I picked it open. Inside it was still steaming, but I started cutting it apart with a plastic knife and fork.

“So, tell me more about music school.”

“What’s to tell?” The pie was doughy and mushy, but as I swallowed it I realized how empty my stomach was.

“Like, how did you guys meet? Did you have classes together or what?”

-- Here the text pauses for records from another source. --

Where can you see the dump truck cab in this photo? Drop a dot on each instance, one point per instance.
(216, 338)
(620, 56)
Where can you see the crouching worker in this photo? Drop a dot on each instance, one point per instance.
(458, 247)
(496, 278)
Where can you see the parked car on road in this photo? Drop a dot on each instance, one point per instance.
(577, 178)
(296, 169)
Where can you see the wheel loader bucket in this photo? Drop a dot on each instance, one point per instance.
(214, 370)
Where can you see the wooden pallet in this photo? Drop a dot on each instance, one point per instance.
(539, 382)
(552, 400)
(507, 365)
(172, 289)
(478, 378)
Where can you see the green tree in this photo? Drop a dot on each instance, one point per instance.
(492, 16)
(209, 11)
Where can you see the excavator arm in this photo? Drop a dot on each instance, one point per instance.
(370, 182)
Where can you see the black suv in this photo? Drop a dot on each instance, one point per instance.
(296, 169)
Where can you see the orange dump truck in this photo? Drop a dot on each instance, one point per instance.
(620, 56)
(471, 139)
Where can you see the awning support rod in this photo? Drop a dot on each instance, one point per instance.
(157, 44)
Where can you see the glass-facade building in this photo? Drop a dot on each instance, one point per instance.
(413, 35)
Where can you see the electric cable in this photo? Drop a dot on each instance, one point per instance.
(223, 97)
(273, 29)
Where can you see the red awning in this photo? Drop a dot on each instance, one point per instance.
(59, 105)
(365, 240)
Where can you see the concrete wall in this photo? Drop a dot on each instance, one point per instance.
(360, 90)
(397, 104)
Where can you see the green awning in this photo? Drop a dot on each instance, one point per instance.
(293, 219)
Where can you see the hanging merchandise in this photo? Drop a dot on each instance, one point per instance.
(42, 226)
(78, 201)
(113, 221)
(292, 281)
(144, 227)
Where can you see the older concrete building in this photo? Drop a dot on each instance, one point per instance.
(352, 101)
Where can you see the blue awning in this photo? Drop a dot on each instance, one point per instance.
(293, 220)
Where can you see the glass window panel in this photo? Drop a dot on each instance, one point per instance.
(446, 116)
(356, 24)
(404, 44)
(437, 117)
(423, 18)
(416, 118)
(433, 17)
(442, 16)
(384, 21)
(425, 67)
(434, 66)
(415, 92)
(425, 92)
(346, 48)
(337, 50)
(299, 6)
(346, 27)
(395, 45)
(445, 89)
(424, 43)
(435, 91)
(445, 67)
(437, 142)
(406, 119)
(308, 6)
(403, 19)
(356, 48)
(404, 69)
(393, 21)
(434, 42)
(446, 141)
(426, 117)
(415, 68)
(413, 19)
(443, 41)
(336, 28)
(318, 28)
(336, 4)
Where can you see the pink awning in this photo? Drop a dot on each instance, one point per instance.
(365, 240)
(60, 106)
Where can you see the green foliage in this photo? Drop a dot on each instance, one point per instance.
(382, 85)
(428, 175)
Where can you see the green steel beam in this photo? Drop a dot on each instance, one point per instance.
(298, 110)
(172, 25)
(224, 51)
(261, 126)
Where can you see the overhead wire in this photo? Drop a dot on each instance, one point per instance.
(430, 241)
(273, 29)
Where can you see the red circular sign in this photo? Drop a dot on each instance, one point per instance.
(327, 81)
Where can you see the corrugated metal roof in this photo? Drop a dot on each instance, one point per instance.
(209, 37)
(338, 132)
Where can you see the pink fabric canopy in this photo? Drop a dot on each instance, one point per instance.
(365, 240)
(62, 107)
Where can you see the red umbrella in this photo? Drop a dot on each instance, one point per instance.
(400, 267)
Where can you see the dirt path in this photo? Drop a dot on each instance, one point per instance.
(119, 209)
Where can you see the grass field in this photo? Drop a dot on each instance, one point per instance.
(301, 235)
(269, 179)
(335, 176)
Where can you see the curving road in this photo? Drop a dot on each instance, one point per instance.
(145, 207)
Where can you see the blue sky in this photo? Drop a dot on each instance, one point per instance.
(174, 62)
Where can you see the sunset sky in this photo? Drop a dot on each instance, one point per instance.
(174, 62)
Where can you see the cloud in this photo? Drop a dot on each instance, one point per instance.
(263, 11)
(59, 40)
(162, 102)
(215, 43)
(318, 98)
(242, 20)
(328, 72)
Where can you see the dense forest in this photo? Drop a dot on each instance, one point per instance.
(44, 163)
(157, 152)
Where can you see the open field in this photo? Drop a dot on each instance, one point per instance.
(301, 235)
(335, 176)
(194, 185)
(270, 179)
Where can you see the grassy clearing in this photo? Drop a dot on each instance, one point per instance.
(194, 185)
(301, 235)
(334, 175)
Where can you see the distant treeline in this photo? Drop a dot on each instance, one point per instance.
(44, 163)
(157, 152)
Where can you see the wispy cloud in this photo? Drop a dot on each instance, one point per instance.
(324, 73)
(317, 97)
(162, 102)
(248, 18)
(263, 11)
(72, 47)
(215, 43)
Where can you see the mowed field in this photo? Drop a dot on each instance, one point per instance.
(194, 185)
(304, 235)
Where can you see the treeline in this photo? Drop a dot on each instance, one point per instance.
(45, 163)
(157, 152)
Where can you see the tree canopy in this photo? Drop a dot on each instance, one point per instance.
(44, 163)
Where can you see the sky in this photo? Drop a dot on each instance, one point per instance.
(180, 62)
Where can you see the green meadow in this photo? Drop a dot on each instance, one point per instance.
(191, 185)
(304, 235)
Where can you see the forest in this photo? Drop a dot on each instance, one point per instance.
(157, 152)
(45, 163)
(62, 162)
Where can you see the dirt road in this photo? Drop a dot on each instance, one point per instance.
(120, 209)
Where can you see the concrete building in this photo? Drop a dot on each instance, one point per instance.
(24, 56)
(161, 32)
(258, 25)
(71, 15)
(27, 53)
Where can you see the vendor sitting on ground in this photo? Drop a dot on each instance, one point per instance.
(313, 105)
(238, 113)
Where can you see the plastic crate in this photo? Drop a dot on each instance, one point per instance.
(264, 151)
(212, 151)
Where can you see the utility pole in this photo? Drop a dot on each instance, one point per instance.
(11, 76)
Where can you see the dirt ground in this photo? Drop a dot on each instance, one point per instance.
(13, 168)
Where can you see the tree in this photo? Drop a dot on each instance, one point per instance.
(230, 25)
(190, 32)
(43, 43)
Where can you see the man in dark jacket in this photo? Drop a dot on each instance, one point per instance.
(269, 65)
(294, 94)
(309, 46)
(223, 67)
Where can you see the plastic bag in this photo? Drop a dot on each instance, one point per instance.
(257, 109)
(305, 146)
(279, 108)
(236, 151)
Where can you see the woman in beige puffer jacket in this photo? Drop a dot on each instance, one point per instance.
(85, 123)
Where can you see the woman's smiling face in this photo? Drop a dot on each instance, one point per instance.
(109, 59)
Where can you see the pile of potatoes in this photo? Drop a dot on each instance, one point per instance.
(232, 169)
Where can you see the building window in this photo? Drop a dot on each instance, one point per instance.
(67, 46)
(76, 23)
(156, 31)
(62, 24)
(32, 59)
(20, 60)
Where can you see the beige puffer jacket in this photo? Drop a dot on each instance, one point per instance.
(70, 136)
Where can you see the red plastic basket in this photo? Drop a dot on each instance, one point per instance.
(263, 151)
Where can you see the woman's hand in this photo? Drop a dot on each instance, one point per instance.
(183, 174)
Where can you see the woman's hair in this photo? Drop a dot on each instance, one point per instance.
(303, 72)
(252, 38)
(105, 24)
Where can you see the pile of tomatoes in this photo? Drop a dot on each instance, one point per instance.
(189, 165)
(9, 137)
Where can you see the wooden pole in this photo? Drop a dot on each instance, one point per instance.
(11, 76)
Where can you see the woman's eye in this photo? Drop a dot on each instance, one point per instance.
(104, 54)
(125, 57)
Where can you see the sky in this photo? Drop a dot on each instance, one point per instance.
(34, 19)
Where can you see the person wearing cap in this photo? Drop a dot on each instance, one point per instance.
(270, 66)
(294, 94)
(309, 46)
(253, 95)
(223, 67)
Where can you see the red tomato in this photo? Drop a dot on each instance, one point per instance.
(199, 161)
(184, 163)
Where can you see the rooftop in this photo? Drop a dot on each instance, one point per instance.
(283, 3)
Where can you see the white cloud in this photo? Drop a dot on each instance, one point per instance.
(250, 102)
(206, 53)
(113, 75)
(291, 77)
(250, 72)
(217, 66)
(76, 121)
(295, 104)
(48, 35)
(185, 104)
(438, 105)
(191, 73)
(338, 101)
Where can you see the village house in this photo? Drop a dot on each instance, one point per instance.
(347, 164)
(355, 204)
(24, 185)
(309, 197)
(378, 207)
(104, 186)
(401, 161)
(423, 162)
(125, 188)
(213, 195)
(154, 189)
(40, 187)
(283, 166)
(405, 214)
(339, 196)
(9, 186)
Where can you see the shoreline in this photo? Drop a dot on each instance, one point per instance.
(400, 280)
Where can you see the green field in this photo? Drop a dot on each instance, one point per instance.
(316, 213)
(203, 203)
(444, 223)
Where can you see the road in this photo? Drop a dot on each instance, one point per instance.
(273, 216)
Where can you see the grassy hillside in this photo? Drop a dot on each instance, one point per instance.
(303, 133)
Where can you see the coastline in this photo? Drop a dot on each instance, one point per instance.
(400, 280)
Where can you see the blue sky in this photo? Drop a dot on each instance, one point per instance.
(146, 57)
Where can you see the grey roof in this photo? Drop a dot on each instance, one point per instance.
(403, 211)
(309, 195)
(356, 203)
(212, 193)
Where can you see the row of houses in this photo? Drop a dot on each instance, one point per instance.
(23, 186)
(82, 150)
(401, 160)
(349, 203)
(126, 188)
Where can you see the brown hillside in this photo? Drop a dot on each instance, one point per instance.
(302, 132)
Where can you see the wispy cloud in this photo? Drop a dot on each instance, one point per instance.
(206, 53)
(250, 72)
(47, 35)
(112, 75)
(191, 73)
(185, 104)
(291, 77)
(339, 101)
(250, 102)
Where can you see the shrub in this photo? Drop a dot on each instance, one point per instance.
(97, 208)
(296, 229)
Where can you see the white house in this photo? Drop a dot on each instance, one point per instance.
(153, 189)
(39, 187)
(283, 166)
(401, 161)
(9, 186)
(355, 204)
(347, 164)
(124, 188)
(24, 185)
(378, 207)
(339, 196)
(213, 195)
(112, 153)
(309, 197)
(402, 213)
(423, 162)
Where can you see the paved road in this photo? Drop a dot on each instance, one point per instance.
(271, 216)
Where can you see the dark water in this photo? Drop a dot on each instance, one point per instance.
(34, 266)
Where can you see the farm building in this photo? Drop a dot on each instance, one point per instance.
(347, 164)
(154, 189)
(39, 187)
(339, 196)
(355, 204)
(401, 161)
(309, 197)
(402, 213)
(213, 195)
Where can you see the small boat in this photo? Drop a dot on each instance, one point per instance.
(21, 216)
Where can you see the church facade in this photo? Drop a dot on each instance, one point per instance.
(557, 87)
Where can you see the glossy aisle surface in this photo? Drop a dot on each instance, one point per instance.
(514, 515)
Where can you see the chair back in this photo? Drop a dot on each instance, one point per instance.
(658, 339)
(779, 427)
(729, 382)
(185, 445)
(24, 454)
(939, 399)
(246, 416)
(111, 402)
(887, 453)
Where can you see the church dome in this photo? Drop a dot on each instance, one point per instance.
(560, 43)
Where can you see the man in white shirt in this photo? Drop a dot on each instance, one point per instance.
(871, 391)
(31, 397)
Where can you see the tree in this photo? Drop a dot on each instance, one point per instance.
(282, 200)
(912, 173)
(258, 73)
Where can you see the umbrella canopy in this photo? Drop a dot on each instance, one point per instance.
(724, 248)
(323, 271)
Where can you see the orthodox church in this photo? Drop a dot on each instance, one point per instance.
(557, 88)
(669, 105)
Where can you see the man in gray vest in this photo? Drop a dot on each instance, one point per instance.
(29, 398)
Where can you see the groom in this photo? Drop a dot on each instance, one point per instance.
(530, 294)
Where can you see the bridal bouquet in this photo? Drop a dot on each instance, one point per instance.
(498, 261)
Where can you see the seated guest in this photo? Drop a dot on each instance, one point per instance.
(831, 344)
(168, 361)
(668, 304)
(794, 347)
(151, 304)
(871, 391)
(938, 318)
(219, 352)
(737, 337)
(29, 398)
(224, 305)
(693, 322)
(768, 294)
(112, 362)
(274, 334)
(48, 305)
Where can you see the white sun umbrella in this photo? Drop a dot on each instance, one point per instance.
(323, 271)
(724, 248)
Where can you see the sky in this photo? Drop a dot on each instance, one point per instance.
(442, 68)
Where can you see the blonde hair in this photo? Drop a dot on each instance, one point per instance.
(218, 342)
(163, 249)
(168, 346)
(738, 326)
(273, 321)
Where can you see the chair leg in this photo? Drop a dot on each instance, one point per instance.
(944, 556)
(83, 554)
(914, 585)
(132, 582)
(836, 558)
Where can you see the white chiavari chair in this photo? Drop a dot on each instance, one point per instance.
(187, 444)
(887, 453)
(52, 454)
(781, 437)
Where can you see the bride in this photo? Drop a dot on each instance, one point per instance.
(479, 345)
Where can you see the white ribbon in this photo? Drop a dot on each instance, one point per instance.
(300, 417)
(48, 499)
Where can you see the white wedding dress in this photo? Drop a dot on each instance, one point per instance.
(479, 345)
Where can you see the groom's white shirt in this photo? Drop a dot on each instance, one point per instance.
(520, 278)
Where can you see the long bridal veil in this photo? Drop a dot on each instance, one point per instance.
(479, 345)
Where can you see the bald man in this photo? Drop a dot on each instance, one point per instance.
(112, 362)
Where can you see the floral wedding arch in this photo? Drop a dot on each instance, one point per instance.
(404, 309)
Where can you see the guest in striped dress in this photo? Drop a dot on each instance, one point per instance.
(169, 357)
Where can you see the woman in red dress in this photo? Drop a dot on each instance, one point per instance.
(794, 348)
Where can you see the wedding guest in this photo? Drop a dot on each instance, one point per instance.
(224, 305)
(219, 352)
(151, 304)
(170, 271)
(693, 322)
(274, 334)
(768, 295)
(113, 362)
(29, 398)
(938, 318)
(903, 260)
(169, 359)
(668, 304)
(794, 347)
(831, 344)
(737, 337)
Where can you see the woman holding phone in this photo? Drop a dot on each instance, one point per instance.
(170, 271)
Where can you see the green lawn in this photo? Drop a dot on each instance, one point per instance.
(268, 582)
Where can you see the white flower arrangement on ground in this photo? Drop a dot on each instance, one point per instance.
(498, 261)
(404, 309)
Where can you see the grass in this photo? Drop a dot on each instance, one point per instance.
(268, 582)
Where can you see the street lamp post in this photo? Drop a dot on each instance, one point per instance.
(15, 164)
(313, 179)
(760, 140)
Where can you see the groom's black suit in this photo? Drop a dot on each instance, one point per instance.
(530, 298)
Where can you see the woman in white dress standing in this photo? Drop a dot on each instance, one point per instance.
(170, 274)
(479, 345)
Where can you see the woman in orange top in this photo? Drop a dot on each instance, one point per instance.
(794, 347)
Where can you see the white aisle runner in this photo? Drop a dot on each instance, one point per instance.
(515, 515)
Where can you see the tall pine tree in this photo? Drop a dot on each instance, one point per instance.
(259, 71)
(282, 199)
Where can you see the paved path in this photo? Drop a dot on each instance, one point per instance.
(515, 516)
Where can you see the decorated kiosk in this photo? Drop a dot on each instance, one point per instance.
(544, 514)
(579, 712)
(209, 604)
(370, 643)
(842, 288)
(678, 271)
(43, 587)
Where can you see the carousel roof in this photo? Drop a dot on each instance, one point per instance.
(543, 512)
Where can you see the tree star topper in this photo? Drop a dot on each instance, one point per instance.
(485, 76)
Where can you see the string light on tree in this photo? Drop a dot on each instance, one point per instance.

I downed some more pie before I spoke. “Actually, he lived down the hall from me. In the dorm. The first semester I got there, I lived in the dorm. I didn’t know what was what then, I’d just left home for the first time, and I arrive there a day late, frazzled as all hell, and I walk into my room and put down my stuff and decide to set up my equipment.”

“Equipment?”

“I hadn’t even bought my classical guitar, yet. I’d had to travel with what I could carry and had to save my money for the guitar. I’d taken the bus from New Jersey and it took fucking forever. Then the bus broke down in New Haven and I decided to just hitchhike from there.”

“No!”

“Yes.” That was a long time ago. “So I get there, late, and plug my guitar into my portable stereo figuring what the hell, I’ll relax and unwind by playing a little music.” I paused to eat more, chewing over the memory like I’d never really thought about it before. Maybe I hadn’t. Or maybe it’s just that I was seeing it through Ziggy’s eyes now. “Anyway, while I’m setting this up, the one bulb in the place, the overhead light, burns out. So I get out a flashlight and I’ve got it in my mouth while I feel around in the dark for stuff, and I bump the switch on the stereo and this screech comes out.” Even now I was trying to remember the cause–volume knobs all the way up or something. “I’m fumbling around trying to make it stop, and it does, and then there’s this knock on the door. I open it, and there’s Bart, looking at me like …”

“Like what?”

“Half like I’m crazy and half like I’m the best thing he’s seen since sliced bread. I mean, there we were on a hall with a bunch of oboe players and what have you, and there I am with an electric guitar in my lap making an unholy noise and a flashlight in my mouth.”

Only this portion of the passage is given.